Quien haya leído el documento recordará que los obispos citan a Martí cuando analizan la sustentación ideológica de la Constitución, un documento que presuntamente ha sido elaborado con todos y para el bien de todos- como también se asegura en el Artículo 1 que está configurado nuestro Estado- cuando en realidad es un documento elaborado por todos y para el bien de todos los que apoyan al castrismo. Los demás cubanos estamos excluidos del proyecto de nación que proponen los comunistas. En tales condiciones hablar de democracia, justicia social, igualdad y Estado de derecho es una burla extraordinaria y dice mucho de la honestidad de los intelectuales que expresan públicamente su apoyo a esta Carta Magna discriminatoria.

Los obispos volvieron a citar al Apóstol al reproducir esta frase medular: “Una Constitución es una ley viva y práctica que no puede construirse con elementos ideológicos”. Y luego volvieron a citarlo tomándolo como referencia en cuanto a su posición en defensa del matrimonio tradicional.

Lejos de reaccionar como un conocedor de la obra martiana, Toledo Sande recrimina a los dignatarios porque -según él- no han apreciado ni respetado el pensamiento martiano en su rica amplitud, ni han visto como los retrata. Me parece una argumentación muy pobre y una ofensa gratuita, similar a la de tanto “alumno martiano” que aparece reiteradamente en los medios oficialistas. Al parecer piensa que porque es un reconocido investigador de la vida y obra de Martí eso basta para creerle, o que hay que hacerlo porque tiene níveas barbas y escribe en Granma y Cubadebate.

Asegura que el proceso de discusión de la Constitución fue democrático porque muchos cubanos pudieron expresar sus opiniones. Olvida que la democracia es mucho más que la libertad de expresión e incluye, entre otros derechos, el empoderamiento efectivo de los ciudadanos, algo que no ha existido jamás en estos sesenta años de dictadura castrista, y que a varios opositores pacíficos y periodistas independientes la Seguridad del Estado no les permitió asistir a esas reuniones. Hoy mismo también les impide desplazarse dentro del territorio nacional. Se le olvidó también que los ilustres diputados de la unanimidad no informaron al pueblo sobre cuántos ciudadanos se opusieron en esos debates al sistema de partido único y a la irrevocabilidad del socialismo, dos ucases de la nueva Carta Magna que desconocen la soberanía del pueblo y, sobre todo -como bien afirmaron los obispos- que la Asamblea Nacional del Poder Popular se desentendió olímpicamente del rechazo popular al matrimonio igualitario que ahora han vuelto a introducir en la Constitución solapadamente.

Afirma el articulista que: “Donde se abría el margen para que los gobernadores provinciales fueran funcionarios designados, triunfó que -tratándose de cargos para dirigir a la población en sus respectivos territorios- sean fruto de elecciones, para que tengan mayor compromiso responsable con el pueblo.
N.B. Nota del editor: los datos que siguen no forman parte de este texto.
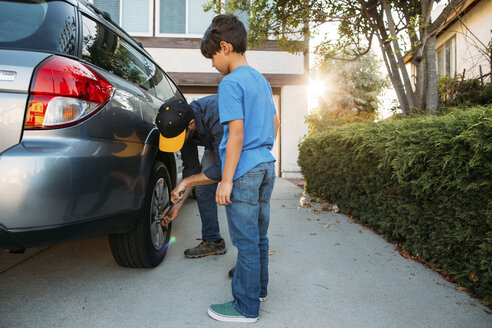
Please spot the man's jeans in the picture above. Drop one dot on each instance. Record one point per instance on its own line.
(248, 217)
(205, 197)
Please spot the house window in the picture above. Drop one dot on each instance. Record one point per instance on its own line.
(185, 17)
(446, 58)
(135, 16)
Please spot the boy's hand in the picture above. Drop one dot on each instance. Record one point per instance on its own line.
(223, 194)
(178, 192)
(167, 218)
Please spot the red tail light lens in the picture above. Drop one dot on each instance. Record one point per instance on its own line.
(65, 92)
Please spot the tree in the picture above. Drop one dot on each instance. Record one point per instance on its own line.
(399, 26)
(352, 92)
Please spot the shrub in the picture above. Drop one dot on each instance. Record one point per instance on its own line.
(457, 91)
(423, 182)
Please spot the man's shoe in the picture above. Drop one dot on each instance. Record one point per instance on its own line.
(207, 248)
(227, 313)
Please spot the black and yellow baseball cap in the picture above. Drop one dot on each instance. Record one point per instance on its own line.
(172, 121)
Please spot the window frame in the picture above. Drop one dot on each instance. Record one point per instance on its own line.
(150, 16)
(173, 35)
(441, 50)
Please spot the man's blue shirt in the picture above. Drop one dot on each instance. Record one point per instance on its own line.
(244, 94)
(208, 134)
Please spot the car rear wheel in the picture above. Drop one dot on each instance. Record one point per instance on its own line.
(146, 245)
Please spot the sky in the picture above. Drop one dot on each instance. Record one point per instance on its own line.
(317, 87)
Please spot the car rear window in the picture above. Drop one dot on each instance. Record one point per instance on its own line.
(38, 25)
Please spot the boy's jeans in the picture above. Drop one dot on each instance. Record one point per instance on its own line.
(248, 217)
(205, 198)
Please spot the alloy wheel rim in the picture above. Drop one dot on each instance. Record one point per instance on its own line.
(160, 199)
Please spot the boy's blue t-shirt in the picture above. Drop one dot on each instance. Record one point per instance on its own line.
(245, 94)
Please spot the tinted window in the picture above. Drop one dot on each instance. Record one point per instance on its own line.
(162, 87)
(105, 49)
(38, 25)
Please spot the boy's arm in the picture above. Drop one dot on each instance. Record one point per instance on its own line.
(233, 152)
(181, 192)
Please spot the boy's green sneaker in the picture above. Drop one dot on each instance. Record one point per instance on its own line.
(227, 313)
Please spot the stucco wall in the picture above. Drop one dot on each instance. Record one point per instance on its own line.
(293, 129)
(478, 22)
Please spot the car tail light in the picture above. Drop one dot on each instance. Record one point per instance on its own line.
(64, 92)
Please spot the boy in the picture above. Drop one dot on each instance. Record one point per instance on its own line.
(200, 119)
(248, 114)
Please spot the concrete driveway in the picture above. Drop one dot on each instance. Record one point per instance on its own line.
(325, 272)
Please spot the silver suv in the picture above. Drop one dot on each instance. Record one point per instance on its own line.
(79, 152)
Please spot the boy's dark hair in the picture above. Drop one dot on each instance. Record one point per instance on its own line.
(226, 28)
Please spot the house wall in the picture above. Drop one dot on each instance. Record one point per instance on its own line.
(477, 22)
(286, 74)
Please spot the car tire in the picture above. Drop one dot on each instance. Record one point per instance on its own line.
(146, 245)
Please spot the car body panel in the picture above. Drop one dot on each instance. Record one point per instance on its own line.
(78, 181)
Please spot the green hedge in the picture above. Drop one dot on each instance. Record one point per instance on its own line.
(424, 182)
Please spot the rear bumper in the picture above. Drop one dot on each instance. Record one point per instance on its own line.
(26, 238)
(63, 181)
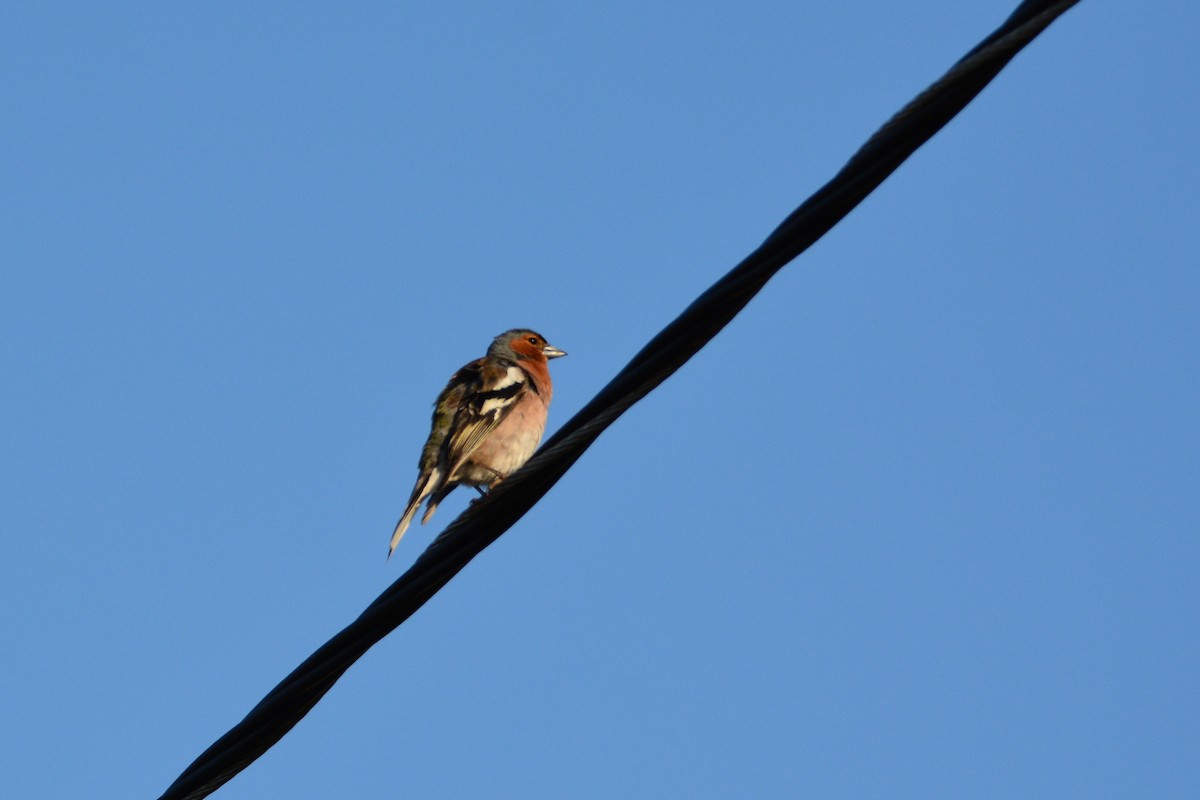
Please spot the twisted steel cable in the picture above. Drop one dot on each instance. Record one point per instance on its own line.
(486, 519)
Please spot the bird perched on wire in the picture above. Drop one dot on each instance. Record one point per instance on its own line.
(486, 422)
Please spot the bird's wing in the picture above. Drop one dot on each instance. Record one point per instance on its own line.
(499, 389)
(431, 470)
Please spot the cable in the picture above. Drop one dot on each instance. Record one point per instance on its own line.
(487, 518)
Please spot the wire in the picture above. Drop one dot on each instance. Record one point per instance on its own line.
(486, 519)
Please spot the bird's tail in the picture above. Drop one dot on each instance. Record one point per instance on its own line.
(423, 489)
(405, 522)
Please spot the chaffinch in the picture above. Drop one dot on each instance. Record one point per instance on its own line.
(486, 422)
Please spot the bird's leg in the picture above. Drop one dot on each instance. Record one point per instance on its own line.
(483, 492)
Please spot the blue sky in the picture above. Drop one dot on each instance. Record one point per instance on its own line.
(922, 522)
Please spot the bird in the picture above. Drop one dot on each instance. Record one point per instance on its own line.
(486, 422)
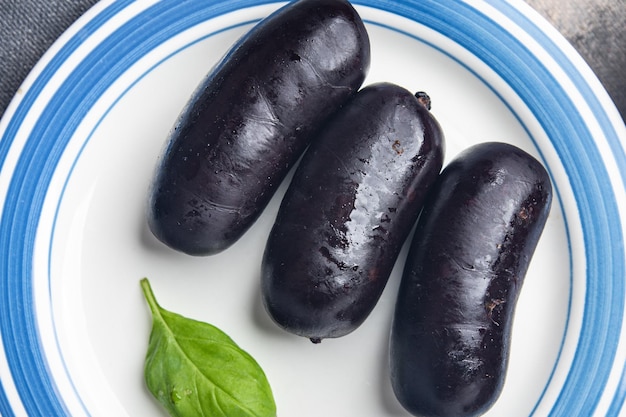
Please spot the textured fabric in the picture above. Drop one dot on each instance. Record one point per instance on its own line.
(594, 27)
(27, 29)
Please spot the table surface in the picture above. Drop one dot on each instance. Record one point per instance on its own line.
(594, 27)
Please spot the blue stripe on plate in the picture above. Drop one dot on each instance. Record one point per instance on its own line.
(551, 105)
(40, 155)
(476, 32)
(19, 334)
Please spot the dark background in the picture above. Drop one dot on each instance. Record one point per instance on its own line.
(596, 28)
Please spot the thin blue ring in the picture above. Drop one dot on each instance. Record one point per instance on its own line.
(24, 231)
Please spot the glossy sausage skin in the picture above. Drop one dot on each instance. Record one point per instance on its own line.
(250, 120)
(471, 249)
(350, 206)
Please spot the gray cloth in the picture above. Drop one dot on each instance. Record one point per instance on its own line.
(27, 29)
(594, 27)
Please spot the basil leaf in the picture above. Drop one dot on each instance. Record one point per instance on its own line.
(195, 369)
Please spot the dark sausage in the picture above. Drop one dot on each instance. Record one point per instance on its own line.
(471, 249)
(250, 120)
(350, 206)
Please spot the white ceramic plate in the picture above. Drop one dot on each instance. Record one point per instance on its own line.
(78, 147)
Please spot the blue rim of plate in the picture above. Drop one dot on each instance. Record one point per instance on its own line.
(511, 59)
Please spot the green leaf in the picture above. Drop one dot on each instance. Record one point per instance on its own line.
(195, 369)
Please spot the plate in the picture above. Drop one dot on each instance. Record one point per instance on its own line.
(78, 147)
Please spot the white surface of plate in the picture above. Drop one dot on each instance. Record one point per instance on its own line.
(78, 147)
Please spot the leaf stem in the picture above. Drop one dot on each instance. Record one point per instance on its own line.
(149, 295)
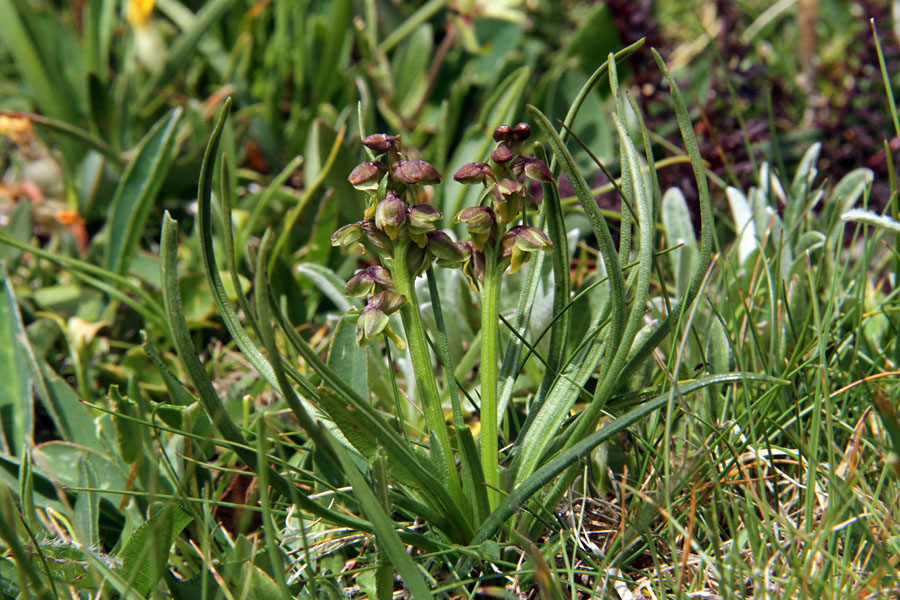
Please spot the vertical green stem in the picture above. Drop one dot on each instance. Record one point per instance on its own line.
(490, 320)
(422, 364)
Se fortalece así la democracia y se previenen distorsiones asociables al abuso de la autoridad personal”.

Indudablemente no leyó bien la Constitución y ha sido demasiado entusiasta con su “democracia socialista”, porque en el artículo 175 se asegura que el gobernador provincial y el vicegobernador serán elegidos por los delegados de las asambleas municipales, luego de haber sido propuestos por el presidente de la República. La elección del presidente de la Asamblea Municipal del Poder Popular se mantiene como hasta ahora, ¿no lo sabía Toledo?
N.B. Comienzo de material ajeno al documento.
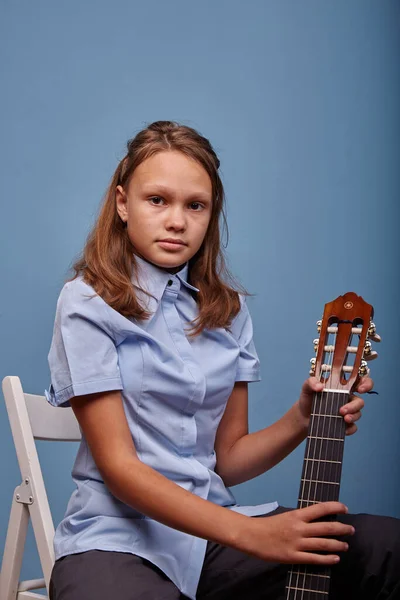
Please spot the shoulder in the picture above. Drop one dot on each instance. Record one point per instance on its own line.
(78, 299)
(242, 320)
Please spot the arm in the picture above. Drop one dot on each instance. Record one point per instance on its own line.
(242, 455)
(287, 537)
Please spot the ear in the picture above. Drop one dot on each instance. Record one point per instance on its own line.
(121, 202)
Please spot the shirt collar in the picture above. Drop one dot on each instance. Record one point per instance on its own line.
(154, 280)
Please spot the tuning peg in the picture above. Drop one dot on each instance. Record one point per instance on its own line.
(312, 370)
(363, 370)
(372, 335)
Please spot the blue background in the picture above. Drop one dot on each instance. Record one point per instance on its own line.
(301, 102)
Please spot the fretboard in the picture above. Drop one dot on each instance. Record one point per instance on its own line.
(320, 482)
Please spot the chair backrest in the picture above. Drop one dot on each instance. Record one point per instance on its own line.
(31, 417)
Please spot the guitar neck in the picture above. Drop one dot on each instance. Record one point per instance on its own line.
(320, 482)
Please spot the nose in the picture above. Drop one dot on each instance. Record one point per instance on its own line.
(176, 220)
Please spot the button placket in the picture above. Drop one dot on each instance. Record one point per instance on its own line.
(185, 351)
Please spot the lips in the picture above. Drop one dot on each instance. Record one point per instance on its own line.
(174, 241)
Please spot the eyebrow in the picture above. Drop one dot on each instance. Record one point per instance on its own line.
(162, 189)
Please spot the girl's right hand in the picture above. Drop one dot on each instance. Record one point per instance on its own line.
(292, 537)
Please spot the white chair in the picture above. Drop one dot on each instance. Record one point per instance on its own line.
(31, 417)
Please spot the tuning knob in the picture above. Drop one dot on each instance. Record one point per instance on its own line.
(312, 370)
(369, 354)
(372, 333)
(363, 370)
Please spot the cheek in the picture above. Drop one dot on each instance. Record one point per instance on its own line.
(200, 231)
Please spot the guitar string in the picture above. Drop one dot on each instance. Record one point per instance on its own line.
(321, 424)
(309, 470)
(314, 421)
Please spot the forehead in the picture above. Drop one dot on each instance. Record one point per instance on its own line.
(172, 169)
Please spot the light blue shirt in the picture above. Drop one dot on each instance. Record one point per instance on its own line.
(174, 392)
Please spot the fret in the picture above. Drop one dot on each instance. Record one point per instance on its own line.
(336, 462)
(327, 416)
(307, 590)
(311, 574)
(317, 437)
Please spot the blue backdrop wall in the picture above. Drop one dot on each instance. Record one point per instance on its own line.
(301, 101)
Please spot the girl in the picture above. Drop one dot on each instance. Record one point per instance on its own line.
(153, 349)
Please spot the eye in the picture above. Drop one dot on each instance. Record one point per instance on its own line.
(156, 201)
(196, 206)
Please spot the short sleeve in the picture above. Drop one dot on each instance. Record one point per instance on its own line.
(83, 357)
(248, 368)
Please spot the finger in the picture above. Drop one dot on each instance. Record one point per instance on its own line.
(350, 429)
(324, 545)
(352, 418)
(312, 384)
(365, 385)
(316, 511)
(355, 404)
(308, 558)
(328, 528)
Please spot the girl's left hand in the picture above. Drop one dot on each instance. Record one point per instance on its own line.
(350, 411)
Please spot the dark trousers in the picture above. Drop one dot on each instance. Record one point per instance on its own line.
(369, 570)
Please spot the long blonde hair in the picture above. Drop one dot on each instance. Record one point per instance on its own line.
(108, 258)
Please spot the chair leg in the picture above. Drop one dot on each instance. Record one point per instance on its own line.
(14, 550)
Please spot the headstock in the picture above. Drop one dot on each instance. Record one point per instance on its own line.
(343, 347)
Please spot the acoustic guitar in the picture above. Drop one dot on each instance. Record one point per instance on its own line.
(342, 351)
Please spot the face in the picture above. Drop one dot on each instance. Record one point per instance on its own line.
(167, 208)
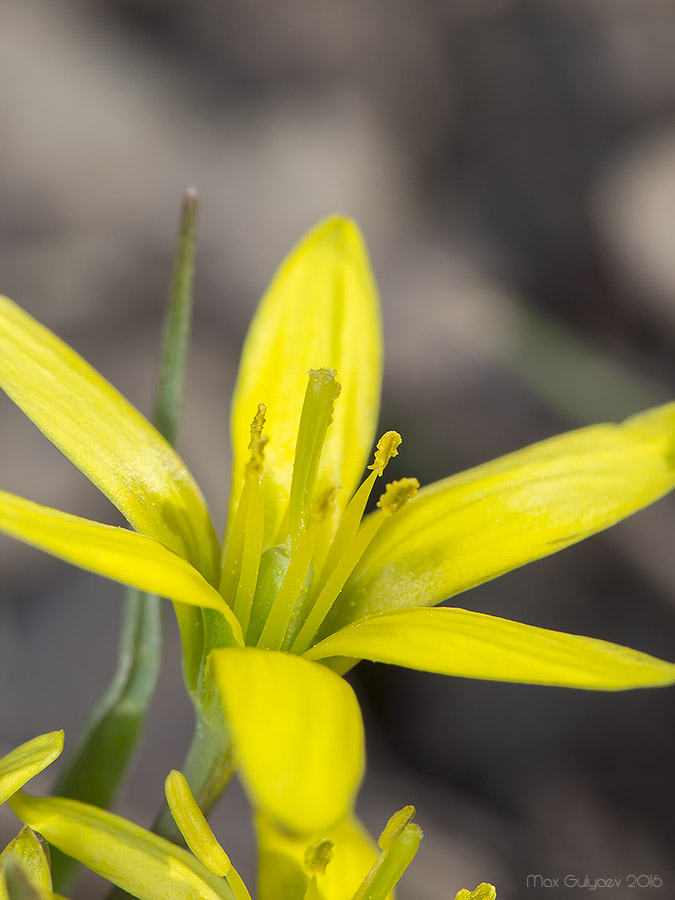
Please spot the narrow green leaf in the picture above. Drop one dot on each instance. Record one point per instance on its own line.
(110, 735)
(33, 854)
(177, 324)
(113, 728)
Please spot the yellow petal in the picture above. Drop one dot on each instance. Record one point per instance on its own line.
(22, 764)
(33, 855)
(115, 553)
(282, 855)
(105, 437)
(320, 311)
(459, 642)
(481, 523)
(298, 735)
(145, 865)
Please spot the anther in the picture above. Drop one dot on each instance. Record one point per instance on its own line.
(257, 425)
(387, 448)
(397, 494)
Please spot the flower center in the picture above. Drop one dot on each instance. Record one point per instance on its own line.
(282, 594)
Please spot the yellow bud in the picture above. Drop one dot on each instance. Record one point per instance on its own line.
(397, 494)
(257, 425)
(387, 448)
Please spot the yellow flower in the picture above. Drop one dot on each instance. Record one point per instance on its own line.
(301, 575)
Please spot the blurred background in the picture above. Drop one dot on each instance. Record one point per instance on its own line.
(512, 165)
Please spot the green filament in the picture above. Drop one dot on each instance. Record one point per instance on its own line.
(317, 414)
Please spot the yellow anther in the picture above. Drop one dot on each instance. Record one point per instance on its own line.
(317, 856)
(387, 447)
(257, 425)
(254, 466)
(484, 891)
(395, 826)
(397, 494)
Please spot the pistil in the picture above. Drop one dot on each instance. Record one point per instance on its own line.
(317, 413)
(396, 495)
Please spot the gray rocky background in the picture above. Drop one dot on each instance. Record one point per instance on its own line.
(512, 164)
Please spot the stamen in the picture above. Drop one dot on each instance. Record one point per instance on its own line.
(318, 855)
(351, 518)
(397, 494)
(244, 544)
(193, 825)
(394, 499)
(387, 447)
(392, 862)
(317, 413)
(274, 631)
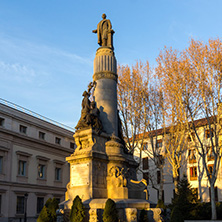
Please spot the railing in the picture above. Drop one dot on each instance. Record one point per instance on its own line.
(27, 111)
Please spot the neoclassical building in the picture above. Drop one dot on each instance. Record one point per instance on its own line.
(32, 161)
El pueblo cubano no va a tener ninguna participación en la elección de ningún cargo público importante, por tanto seguirá careciendo de poder de decisión en este aspecto pues solamente podrá elegir a los correveidiles del partido, es decir, a los delegados de cada circunscripción. Las personas que van a elegir a estos dirigentes seguramente constituyen mucho menos del 1 % del listado de electores de esos territorios. El 99% restante, quizás más, no decidirá nada. ¿De qué democracia y elecciones escribe Toledo Sande?

Me asombran estos intelectuales a quienes no les bastan sesenta años de dictadura y abusos de todo tipo y continúan soñando con un socialismo que no ha sido, no es, ni será. Como si tuviéramos una vida similar en duración a la de los quelonios, continúan proyectándose al futuro, a semejanza de aquella famosa frase de su ídolo: “¡Ahora sí vamos a construir el socialismo!”, dicha cuando ya la dictadura había cumplido 26 años.